We previously only imagined being able to map at-risk people and proactively protect individuals – those who are vulnerable and those on edge of vulnerability – but with the technology we’ve developed that can pick up flags, repeated names and addresses, historic references and more, we’ve made that reality. By building this tool into infrastructure, into our standards, and eventually national standards, we can start to build to a picture not just of specific information from case notes, but where associations are also mapped by proxy. We are already building on our proof of concept, using the technology and infrastructure, to look at how we can proactively protect people who live in neighbouring Local Authority areas and how we can expand the datasets with the right data sharing agreements in place. This could be from internal partners like schools and housing, as well as external partners like the Police or health, creating a holistic picture of individuals in, or needing, our care that previously was impossible to manually achieve. Whilst the project is still underway, North Yorkshire Council are continuing to prove the success and benefits of the applied technology and we now have a new way of looking at data, with even bigger aspirations for the future. We aim to develop this even further using audio transcriptions, voice analysis and even facial recognition. This will save significant time and effort by removing the need to manually transcribe sessions and analyse body language that may otherwise have been missed or overlooked. Long term benefits are envisioned in terms of data security, improved assessments and quicker analysis – for ourselves, our partners and our future partners, as well as other organisations and authorities. By sharing the technology we
have developed following the pilot, we hope to enable improvements in master data management across the board, so everybody benefits. In the future, the concept and technology behind ‘knowledge mining’ could bring in other data sets (partners, schools, housing), limited only by the scope of data we set, pulling together structured and unstructured data to reimagine case management across multiple services. 

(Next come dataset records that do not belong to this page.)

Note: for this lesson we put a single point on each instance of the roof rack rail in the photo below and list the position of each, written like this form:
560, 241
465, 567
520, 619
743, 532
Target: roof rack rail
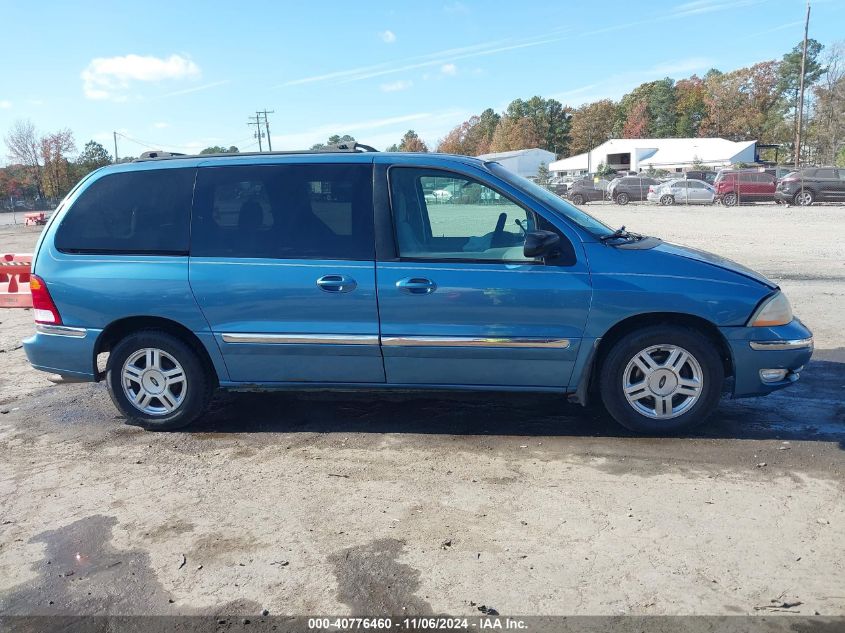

What are the key learning points?

Though this is only a foundation now, we are starting to take a step further. Whilst this is focused on North Yorkshire Council and our work, we are having discussions with senior leaders across other government departments about sharing the technology to improve kinship. Ultimately, this technology could be used alongside other technologies for master data management – matching data sets in different systems, across different service areas and even different organisations. Whilst outside of the scope of this project, our work will open a gateway for further innovation such as giving the workforce the ability to use audio transcription of face-to-face sessions which will get loaded into the system, catalogued and indexed automatically, appearing on the formal record within the hour. This will save significant time and effort by removing the need to manually transcribe sessions, and further increases data security. North Yorkshire also want to share our learning about this technology with other local authorities and are developing a “how to” guide. We now know that the technology can be applied to LCS and that it can be replicated within other systems that hold structured and unstructured data. By looking at case management differently, by thinking outside the confines of the system and following system-based process and manual workarounds, we have developed something that can not only improve working arrangements, but also lives.